MonoFusion: Sparse-View 4D Reconstruction via Monocular Fusion
Published in ICCV, 2025
Recommended Citation: Z Wang, J Tan, T Khurana, N Peri, D Ramanan. MonoFusion: Sparse-View 4D Reconstruction via Monocular Fusion. In: International Conference on Computer Vision, ICCV 2025
We address the problem of dynamic scene reconstruction from sparse-view videos. Prior work often requires dense multi-view captures with hundreds of calibrated cameras (e.g. Panoptic Studio). Such multi-view setups are prohibitively expensive to build and cannot capture diverse scenes in-the-wild. In contrast, we aim to reconstruct dynamic human behaviors, such as repairing a bike or dancing, from a small set of sparse-view cameras with complete scene coverage (e.g. four equidistant inward-facing static cameras).

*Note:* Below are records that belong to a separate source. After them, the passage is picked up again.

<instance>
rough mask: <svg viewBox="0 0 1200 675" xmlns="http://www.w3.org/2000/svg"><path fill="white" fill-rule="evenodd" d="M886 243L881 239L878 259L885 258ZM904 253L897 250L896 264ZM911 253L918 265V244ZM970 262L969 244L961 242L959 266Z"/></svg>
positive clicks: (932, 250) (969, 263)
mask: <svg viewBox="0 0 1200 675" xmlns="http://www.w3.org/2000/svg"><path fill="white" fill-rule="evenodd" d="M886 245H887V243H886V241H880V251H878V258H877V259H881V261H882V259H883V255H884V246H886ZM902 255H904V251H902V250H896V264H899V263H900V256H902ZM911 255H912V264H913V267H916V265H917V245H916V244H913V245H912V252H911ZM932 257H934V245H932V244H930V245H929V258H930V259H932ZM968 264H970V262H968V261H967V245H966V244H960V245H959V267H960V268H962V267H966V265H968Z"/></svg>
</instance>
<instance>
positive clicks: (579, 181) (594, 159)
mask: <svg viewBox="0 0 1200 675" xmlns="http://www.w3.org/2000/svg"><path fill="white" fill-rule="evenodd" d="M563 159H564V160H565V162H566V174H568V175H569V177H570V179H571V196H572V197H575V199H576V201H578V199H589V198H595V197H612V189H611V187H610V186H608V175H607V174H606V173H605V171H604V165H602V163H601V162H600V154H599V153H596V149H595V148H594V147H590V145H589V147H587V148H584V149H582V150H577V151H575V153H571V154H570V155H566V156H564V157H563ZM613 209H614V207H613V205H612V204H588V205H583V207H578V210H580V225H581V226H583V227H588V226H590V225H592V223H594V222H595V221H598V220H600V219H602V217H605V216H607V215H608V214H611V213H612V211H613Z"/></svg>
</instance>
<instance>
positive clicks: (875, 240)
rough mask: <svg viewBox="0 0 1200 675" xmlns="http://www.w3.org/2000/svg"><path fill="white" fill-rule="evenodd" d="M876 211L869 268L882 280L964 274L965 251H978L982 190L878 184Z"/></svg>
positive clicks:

We find that dense multi-view reconstruction methods struggle to adapt to this sparse-view setup due to limited overlap between viewpoints. To address these limitations, we carefully align independent monocular reconstructions of each camera to produce time- and view-consistent dynamic scene reconstructions. Extensive experiments on PanopticStudio and Ego-Exo4D demonstrate that our method achieves higher quality reconstructions than prior art, particularly when rendering novel views.